Rosenbaum pursed his lips. He set the coffee mug down. “Right. Detective Ryan mentioned to me that he had talked to Caitlin at your house. Sometimes the police press like that because they think the case is time sensitive. Say, for instance, the man who did this is thinking of leaving the area, or even committing another, similar crime. Detective Ryan would like to get to him before that happens.”

 

“So you think it’s okay for her to hear these things so soon?” Abby asked.

 

“I didn’t say that,” Rosenbaum said. “I’ve worked with the police a lot, and we don’t always agree on how to approach these things. We have different priorities sometimes. But Detective Ryan is a good man. Give him a chance.”

 

Abby didn’t seem placated.

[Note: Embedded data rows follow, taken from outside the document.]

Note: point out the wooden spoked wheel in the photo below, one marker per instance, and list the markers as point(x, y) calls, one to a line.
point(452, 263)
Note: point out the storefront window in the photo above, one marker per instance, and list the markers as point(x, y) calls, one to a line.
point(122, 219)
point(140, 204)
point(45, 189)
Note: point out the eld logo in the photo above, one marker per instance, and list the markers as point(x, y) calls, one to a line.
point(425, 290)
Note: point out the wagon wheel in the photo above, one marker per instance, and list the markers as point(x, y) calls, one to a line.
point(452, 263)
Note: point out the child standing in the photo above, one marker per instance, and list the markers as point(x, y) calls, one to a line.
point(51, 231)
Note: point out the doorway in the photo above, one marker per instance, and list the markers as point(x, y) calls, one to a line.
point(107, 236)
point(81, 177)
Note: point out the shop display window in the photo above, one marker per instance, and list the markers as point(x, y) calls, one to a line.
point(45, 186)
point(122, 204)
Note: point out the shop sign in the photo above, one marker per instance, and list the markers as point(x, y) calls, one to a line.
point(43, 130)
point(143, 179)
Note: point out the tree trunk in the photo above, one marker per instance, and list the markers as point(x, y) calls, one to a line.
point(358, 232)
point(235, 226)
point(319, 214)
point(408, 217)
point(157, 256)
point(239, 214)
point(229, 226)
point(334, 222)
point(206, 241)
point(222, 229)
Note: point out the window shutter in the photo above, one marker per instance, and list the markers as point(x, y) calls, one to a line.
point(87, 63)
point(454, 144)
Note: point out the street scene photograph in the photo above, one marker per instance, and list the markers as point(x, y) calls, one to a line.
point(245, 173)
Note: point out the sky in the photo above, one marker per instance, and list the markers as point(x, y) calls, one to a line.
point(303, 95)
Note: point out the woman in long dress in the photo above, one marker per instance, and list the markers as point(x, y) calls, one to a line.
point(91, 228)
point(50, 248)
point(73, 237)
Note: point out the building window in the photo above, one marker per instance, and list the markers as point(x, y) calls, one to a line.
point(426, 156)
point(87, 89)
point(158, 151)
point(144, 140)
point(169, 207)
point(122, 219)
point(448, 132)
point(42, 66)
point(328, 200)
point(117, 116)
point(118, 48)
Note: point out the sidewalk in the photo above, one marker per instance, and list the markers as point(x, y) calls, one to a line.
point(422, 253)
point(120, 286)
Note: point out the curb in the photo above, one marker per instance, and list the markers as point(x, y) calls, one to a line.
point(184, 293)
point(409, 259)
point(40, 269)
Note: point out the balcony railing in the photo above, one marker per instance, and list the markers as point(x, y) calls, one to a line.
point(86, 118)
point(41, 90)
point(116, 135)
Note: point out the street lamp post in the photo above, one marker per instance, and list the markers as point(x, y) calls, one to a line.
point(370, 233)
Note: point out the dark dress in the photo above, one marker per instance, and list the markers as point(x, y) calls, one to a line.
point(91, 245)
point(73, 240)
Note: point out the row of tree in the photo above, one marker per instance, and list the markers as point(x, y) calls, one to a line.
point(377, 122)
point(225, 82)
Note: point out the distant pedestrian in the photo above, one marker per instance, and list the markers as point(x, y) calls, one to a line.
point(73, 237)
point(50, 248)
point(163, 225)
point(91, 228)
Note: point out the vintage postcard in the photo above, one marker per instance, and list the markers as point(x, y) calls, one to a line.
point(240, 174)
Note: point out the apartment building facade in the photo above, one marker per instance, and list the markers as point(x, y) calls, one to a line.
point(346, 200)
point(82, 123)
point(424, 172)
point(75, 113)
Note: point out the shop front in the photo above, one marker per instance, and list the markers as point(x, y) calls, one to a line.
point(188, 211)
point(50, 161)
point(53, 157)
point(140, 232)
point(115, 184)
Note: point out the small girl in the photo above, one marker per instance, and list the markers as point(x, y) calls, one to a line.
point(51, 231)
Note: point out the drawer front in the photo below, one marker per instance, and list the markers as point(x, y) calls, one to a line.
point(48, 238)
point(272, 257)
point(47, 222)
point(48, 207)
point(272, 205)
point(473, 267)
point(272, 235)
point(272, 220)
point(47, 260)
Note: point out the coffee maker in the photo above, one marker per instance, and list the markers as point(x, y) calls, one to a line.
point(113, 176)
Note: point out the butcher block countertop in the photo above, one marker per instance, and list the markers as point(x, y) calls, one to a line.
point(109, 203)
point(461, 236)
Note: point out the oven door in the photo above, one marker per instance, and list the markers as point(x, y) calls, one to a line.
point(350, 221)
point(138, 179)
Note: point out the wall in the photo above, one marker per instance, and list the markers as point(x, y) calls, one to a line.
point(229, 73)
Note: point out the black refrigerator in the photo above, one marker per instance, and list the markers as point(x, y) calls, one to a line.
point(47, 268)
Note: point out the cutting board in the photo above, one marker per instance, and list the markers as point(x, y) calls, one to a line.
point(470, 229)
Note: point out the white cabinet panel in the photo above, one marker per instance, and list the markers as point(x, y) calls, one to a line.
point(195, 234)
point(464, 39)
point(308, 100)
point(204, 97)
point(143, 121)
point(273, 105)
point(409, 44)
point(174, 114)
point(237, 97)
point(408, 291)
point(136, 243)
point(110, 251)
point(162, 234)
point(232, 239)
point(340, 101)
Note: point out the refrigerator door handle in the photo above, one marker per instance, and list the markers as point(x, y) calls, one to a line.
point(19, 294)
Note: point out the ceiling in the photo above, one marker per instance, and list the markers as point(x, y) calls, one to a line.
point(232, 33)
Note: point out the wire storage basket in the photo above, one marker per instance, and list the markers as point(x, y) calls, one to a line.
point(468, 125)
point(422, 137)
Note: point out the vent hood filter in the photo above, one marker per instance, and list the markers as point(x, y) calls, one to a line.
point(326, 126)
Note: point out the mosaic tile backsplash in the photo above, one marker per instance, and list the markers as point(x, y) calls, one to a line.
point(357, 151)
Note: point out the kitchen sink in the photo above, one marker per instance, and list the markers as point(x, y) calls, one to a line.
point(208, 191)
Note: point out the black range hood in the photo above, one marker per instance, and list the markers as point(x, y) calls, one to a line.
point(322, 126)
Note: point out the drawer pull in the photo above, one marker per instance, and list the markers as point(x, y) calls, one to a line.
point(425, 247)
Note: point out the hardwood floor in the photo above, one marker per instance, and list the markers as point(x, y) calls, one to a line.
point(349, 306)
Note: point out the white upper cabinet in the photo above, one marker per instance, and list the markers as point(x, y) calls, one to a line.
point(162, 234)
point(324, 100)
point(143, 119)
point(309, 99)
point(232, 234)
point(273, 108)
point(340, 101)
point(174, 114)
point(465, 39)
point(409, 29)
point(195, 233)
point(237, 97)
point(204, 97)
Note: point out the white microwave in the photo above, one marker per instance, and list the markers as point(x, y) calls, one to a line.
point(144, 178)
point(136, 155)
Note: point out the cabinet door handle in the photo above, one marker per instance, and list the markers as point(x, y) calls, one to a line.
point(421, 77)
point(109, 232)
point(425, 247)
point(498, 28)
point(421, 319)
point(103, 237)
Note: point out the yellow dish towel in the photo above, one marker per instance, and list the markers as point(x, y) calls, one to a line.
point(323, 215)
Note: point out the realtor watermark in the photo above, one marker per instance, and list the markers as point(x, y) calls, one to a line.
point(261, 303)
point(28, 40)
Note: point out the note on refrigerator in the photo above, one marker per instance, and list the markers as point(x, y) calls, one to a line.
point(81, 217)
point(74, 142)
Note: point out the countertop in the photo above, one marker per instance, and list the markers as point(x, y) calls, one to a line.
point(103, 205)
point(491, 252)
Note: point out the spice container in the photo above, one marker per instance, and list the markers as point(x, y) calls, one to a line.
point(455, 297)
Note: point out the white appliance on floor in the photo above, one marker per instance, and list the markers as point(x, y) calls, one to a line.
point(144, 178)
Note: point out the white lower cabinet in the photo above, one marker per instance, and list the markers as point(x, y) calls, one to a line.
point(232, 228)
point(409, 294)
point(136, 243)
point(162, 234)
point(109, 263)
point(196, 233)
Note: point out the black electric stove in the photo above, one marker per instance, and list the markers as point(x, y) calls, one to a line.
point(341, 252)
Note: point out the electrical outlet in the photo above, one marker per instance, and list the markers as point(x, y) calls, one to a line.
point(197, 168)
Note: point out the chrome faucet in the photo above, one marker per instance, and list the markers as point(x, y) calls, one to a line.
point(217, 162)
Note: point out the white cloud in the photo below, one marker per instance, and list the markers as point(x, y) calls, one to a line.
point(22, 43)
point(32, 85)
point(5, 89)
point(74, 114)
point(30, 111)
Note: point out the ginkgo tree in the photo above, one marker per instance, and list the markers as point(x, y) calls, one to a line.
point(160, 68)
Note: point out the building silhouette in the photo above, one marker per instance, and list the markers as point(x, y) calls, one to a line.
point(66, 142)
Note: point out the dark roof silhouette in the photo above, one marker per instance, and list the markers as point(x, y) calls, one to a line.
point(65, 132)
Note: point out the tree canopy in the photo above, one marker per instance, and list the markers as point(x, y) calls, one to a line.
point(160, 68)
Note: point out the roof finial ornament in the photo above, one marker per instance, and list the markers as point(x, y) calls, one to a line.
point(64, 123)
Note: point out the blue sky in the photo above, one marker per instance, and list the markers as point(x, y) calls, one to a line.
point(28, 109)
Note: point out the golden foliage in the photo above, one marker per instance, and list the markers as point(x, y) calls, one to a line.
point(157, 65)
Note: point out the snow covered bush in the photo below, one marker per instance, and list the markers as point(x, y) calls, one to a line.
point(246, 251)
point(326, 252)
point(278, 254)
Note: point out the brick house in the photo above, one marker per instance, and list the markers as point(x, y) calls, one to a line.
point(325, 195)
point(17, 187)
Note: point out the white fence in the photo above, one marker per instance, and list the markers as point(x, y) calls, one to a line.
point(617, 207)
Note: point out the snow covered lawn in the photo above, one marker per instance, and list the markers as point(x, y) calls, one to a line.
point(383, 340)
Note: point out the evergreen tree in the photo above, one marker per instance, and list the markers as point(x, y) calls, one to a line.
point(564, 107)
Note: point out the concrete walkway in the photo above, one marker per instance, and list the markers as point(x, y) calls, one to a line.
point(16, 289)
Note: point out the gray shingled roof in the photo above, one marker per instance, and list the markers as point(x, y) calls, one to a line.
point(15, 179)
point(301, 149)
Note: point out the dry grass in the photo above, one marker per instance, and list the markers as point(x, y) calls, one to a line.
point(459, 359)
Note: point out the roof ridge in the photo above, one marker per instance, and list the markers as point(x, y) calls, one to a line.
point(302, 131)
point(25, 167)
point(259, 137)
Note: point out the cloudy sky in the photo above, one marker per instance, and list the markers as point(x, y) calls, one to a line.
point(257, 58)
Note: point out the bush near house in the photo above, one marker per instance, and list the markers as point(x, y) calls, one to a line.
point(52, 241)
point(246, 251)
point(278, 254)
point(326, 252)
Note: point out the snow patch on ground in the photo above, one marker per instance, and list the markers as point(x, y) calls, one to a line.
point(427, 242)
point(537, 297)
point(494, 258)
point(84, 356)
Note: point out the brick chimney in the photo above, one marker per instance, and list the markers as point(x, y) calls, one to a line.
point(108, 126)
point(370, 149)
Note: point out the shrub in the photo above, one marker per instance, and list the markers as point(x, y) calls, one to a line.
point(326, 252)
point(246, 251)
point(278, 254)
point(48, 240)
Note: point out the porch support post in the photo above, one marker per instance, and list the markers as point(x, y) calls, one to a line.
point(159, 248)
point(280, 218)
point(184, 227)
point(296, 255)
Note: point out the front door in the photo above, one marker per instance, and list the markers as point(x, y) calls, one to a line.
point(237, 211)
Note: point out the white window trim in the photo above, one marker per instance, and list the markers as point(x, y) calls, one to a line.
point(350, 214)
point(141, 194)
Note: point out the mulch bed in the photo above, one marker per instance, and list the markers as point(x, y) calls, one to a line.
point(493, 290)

Neither was I, but we didn’t say anything.

 

Rosenbaum apparently decided to move forward. “I wanted to try to get a picture of what your home was like before Caitlin disappeared,” he said. “Just some background information for me.”

 

“I guess we were normal,” Abby said.

 

“Whatever that means,” I said.

 

Rosenbaum smiled a little. “But you two are separated now, so something must have been going on.”

 

“I think those issues arose in the wake of Caitlin’s disappearance,” I said. “I don’t think either one of us dealt with it all that well.”

 

“Abby?” Rosenbaum said.

 

“I guess I feel as though the problems were beginning back then,” she said. “I felt that over the years Tom and I grew apart. Our lives were kind of going in different directions. It’s not that we didn’t love each other. It’s just that we were becoming different people. He was pursuing his academic life and work, and I was developing in other ways. I wanted to work on my spiritual life. Caitlin may have been aware of all that. She was a smart kid.”

 

“Is,” I said. “She is a smart kid.”

 

“Tom, do you share Abby’s assessment that problems might have been brewing that far back?”